Longtemps, des années plus tard, j’ai regardé le documentaire What happened Miss Simone? Et j’ai découvert qu’elle jouait du piano. Je ne sais pas pourquoi, mais je l’ignorais (sait-on jamais ce qu’on ignore ?). Ça n’a plus été une voix seule, mais une voix décuplée, portée par la danse de dix doigts chavirant le clavier. J’ai tout réécouté, l’oreille aux aguets de ces deux mains. Deux mains qui parlaient, disaient autant, si ce n’est plus, de ce qui se mouvait en elle.
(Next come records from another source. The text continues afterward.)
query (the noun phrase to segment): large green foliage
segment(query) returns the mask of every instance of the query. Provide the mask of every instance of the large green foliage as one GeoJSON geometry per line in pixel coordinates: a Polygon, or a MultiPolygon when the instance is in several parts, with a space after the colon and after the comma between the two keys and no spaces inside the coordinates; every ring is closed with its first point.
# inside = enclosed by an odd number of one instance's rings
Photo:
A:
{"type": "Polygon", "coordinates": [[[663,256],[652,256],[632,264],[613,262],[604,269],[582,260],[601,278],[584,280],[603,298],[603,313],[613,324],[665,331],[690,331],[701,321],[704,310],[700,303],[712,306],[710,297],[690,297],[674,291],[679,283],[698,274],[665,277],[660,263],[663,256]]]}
Puissance mille, la magnificence de Nina Eunice Kathleen Waymon Simone. Que s’est-il passé ?
J’ai appris depuis d’autres anecdotes de sa vie, du monde qu’elle voulait changer. Tout est venu augmenter sa voix et la manière dont sa voix résonne en moi. Jusque là, je n’avais qu’une conscience floue de ce qu’elle avait mis au monde. Sa volonté butée, butant contre tant d’obstacles, entêtante, frôlant la folie, le chagrin, le déni, sa personnalité contrapuntique, son impuissance, toutes ces interprétations lues et entendues de celle qu’elle était l’ont peinte graduellement, par petites touches.
La chanson à la fin du générique, dont je suis à peine certaine, avec le recul, qu’elle en était l’interprète. (peut-être était-ce Bowie), je l’écoute encore avec l’émotion de la première fois. Ce qui ajoute à l’émotion, c’est l’aveuglement peu à peu dissipé.
D’autres aveuglements se dissipent sans avoir cet effet-là, l’éblouissement laisse place au malaise d’avoir été émue. J’en suis reconnaissante à Nina Simone de son parcours qui ne ternit pas son art. Qui n’a pas abîmé l’émotion.